Google Chrome review

Pros
Super-fast browsing performance, now with hardware acceleration. Excellent security through sandboxing and malware warnings. Instant site prediction and loading. Easy installation. Excellent tab implementation. Extensions for customization. Bookmark and preference syncing. Tab process isolation. Strong support for HTML 5. Built-in Flash player and PDF reader.
Cons
No built-in "do not track" feature. Still some occasional minor site incompatibilities.
Bottom Line
Chrome Instant means your Web page is ready to read before you finish typing the address. This, its speed, minimalist design, and advanced support for HTML5 have been attracting more and more users to the browser. New for version 14: Native Code, Audio API support, and Mac OS X Lion compatibility.
As it increases in popularity, Google Chrome is becoming more and more a conduit for Google services. With this release, Chrome 15, the Internet search leader has changed just one user-facing feature—the new tab page, which has been tweaked to give more prominence to the Chrome Web app store. Though this isn't a huge improvement, Chrome remains your best Web browser, thanks to blazing speed, and ground-breaking features. It boasts unique features like Chrome Instant, built-in Flash and PDF display, leading Web standards support, and a minimalist application window that lets Web pages shine unimpeded.

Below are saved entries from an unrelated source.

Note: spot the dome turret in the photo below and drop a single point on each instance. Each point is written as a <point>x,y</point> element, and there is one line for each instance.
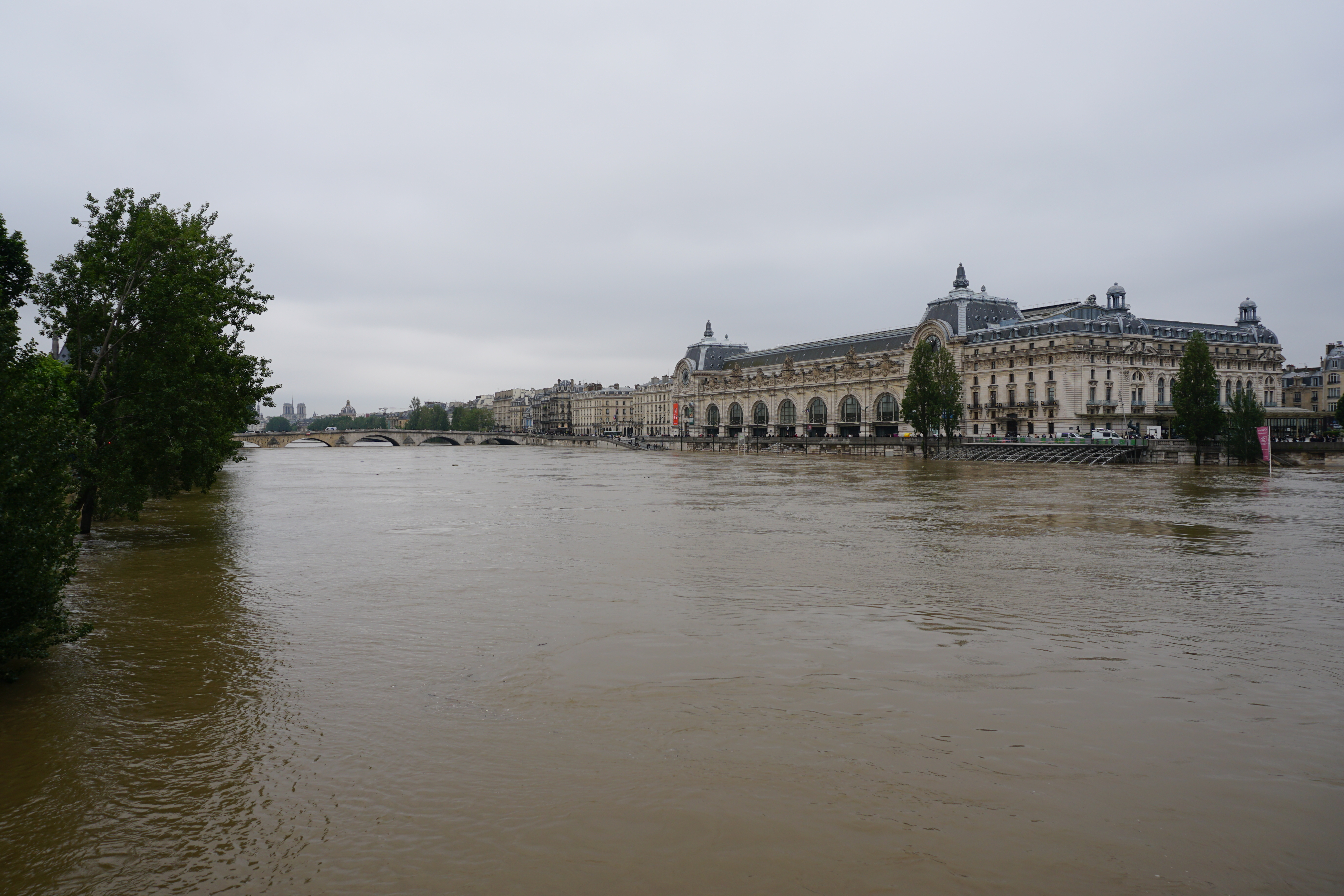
<point>1247,313</point>
<point>1116,299</point>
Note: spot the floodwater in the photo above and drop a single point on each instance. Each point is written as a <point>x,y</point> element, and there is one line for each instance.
<point>544,671</point>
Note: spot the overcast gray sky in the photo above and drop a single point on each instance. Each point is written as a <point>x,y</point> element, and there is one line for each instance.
<point>456,198</point>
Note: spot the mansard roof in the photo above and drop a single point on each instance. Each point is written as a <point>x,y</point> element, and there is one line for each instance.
<point>889,340</point>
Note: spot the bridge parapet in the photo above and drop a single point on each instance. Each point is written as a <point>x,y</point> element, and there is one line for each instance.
<point>345,438</point>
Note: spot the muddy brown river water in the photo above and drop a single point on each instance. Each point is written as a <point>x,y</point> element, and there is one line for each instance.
<point>541,671</point>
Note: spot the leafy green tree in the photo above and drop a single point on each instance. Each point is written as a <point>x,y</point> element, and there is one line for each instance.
<point>1240,436</point>
<point>1195,397</point>
<point>933,393</point>
<point>427,417</point>
<point>474,420</point>
<point>15,270</point>
<point>154,308</point>
<point>948,387</point>
<point>38,522</point>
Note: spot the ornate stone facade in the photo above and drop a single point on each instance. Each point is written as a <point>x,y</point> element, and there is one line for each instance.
<point>1072,366</point>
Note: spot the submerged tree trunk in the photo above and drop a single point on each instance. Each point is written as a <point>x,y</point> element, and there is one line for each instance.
<point>87,504</point>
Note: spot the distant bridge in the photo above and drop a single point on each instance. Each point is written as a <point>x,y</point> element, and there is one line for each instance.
<point>345,438</point>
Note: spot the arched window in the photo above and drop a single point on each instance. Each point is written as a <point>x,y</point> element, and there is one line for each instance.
<point>850,410</point>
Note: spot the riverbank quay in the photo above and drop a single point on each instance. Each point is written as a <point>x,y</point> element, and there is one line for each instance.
<point>1087,452</point>
<point>1142,451</point>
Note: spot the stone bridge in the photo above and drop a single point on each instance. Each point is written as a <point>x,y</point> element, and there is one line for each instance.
<point>345,438</point>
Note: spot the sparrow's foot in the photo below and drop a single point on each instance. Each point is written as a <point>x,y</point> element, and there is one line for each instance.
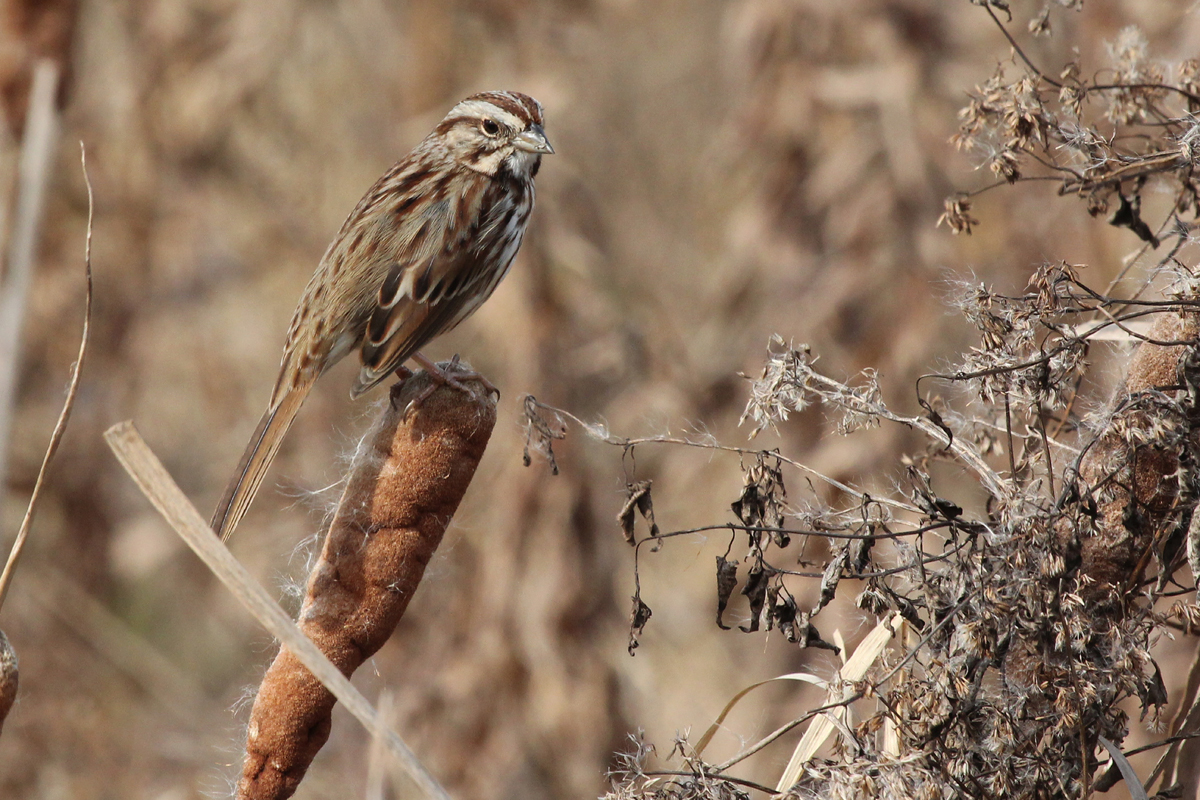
<point>454,377</point>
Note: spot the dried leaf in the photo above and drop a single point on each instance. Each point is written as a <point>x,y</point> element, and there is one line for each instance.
<point>726,579</point>
<point>637,498</point>
<point>637,620</point>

Despite the lack of exciting new eye candy or super-duper capabilities in Chrome 15, the competition–Firefox 7 (Free, 4 stars), Internet Explorer (Free, 4 stars), Safari 5.1 (Free, 4 stars), and Opera 11.50 (Free, 4 stars)–still struggles to equal Chrome's sparse user interface and speedy operation. For this, Google Chrome remains our Editors' Choice. Its recent expansion of graphics hardware acceleration, which previously trailed that in Internet Explorer 9 and Firefox, renders Chrome's performance unrivaled on all scores.

Previous releases have brought major new features, such as bookmark syncing, a bookmark manager, a built-in PDF reader, and extensions, though others have just added speed, stability, and new standards support. The remarkable Chrome Instant loads pages before you even finish typing their addresses or titles. And in an homage to IE9, Chrome now includes graphics hardware acceleration. Its fine design, compatibility, and especially the speed have impressed the Web community enough to make Chrome the fastest growing browser in terms of market share. On this measure, it's nearing 25 percent, and poised to overtake Firefox as the number two browser. Let's take a look at what makes this browser so special.

Swift Setup
Even the setup process shows Chrome's commitment to speed: Just click the Install button on the Chrome Web page, and you'll have the browser up and running in less than a minute, with no wizard to go through and no system restart. The browser's available for Mac OS X and Linux, as well as Windows. In each platform the browser's up and running before you realize it, and it updates itself automatically in the background.